Linux-HyperV Archive on lore.kernel.org
 help / color / Atom feed
* [PATCH] PCI: hv: Fix a race condition when removing the device
@ 2021-04-19 19:20 longli
  2021-04-21 17:33 ` Michael Kelley
  0 siblings, 1 reply; 7+ messages in thread
From: longli @ 2021-04-19 19:20 UTC (permalink / raw)
  To: K. Y. Srinivasan, Haiyang Zhang, Stephen Hemminger, Wei Liu,
	Lorenzo Pieralisi, Rob Herring, Bjorn Helgaas, linux-hyperv,
	linux-pci, linux-kernel
  Cc: Long Li

From: Long Li <longli@microsoft.com>

On removing the device, any work item (hv_pci_devices_present() or
hv_pci_eject_device()) scheduled on workqueue hbus->wq may still be running
and race with hv_pci_remove().

This can happen because the host may send PCI_EJECT or PCI_BUS_RELATIONS(2)
and decide to rescind the channel immediately after that.

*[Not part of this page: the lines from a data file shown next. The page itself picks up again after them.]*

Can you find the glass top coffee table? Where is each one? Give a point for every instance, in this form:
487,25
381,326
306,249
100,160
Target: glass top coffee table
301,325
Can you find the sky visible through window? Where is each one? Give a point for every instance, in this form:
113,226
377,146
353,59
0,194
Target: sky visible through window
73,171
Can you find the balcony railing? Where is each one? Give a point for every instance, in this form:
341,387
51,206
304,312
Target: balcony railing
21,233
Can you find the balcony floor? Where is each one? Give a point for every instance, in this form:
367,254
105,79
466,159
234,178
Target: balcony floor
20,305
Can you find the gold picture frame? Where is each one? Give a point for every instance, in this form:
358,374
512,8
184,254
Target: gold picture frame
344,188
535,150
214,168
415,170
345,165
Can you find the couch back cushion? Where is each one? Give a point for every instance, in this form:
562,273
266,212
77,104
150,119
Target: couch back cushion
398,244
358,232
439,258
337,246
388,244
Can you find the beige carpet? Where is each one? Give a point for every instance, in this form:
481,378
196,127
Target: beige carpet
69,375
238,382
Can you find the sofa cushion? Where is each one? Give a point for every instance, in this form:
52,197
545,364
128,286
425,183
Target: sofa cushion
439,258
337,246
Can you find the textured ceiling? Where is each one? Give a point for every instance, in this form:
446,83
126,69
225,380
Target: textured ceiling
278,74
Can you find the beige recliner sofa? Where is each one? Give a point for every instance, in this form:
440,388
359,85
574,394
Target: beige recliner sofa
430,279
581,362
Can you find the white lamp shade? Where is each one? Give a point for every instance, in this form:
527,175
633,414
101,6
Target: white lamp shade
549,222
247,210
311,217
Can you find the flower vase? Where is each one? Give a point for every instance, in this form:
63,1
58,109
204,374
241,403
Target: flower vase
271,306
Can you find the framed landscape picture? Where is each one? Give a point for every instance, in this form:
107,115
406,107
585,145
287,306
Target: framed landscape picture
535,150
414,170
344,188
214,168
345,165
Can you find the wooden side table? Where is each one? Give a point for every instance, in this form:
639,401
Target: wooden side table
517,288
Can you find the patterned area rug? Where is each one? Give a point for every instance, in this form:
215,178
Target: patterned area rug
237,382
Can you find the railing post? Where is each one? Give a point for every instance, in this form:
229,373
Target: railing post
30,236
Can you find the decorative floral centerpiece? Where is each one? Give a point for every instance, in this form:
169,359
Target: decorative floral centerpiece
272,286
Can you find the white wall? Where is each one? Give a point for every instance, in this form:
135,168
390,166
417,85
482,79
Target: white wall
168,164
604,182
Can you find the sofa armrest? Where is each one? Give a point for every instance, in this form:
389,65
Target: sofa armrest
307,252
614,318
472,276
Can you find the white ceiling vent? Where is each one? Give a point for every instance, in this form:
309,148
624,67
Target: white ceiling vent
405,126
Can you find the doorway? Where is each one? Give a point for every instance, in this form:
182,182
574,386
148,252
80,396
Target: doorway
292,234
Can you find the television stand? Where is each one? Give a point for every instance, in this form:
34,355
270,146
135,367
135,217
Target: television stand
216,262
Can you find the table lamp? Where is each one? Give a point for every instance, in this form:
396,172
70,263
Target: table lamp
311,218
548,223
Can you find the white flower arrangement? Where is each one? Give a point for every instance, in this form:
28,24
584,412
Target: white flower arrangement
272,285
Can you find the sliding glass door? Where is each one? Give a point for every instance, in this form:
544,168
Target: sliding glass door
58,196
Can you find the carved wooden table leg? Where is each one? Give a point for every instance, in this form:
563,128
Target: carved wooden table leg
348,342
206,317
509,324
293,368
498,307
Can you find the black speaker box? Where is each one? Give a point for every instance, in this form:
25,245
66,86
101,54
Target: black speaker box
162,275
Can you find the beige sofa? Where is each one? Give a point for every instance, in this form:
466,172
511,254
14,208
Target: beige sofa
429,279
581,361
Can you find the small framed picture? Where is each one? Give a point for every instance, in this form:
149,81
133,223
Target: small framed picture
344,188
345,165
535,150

Fix this by flushing/stopping the workqueue of hbus before doing hbus remove.

Signed-off-by: Long Li <longli@microsoft.com>
---
 drivers/pci/controller/pci-hyperv.c | 11 +++++++++++
 1 file changed, 11 insertions(+)

diff --git a/drivers/pci/controller/pci-hyperv.c b/drivers/pci/controller/pci-hyperv.c
index 27a17a1e4a7c..116815404313 100644
--- a/drivers/pci/controller/pci-hyperv.c
+++ b/drivers/pci/controller/pci-hyperv.c
@@ -3305,6 +3305,17 @@ static int hv_pci_remove(struct hv_device *hdev)
 
 	hbus = hv_get_drvdata(hdev);
 	if (hbus->state == hv_pcibus_installed) {
+		tasklet_disable(&hdev->channel->callback_event);
+		hbus->state = hv_pcibus_removing;
+		tasklet_enable(&hdev->channel->callback_event);
+
+		flush_workqueue(hbus->wq);
+		/*
+		 * At this point, no work is running or can be scheduled
+		 * on hbus-wq. We can't race with hv_pci_devices_present()
+		 * or hv_pci_eject_device(), it's safe to proceed.
+		 */
+
 		/* Remove the bus from PCI's point of view. */
 		pci_lock_rescan_remove();
 		pci_stop_root_bus(hbus->pci_bus);
-- 
2.27.0


^ permalink raw reply	[flat|nested] 7+ messages in thread

* RE: [PATCH] PCI: hv: Fix a race condition when removing the device
  2021-04-19 19:20 [PATCH] PCI: hv: Fix a race condition when removing the device longli
@ 2021-04-21 17:33 ` Michael Kelley
  2021-04-21 19:56   ` Long Li
  0 siblings, 1 reply; 7+ messages in thread
From: Michael Kelley @ 2021-04-21 17:33 UTC (permalink / raw)
  To: longli, KY Srinivasan, Haiyang Zhang, Stephen Hemminger, Wei Liu,
	Lorenzo Pieralisi, Rob Herring, Bjorn Helgaas, linux-hyperv,
	linux-pci, linux-kernel, Dexuan Cui
  Cc: Long Li

From: longli@linuxonhyperv.com <longli@linuxonhyperv.com>  Sent: Monday, April 19, 2021 12:21 PM
> 
> On removing the device, any work item (hv_pci_devices_present() or
> hv_pci_eject_device()) scheduled on workqueue hbus->wq may still be running
> and race with hv_pci_remove().
> 
> This can happen because the host may send PCI_EJECT or PCI_BUS_RELATIONS(2)
> and decide to rescind the channel immediately after that.
> 
> Fix this by flushing/stopping the workqueue of hbus before doing hbus remove.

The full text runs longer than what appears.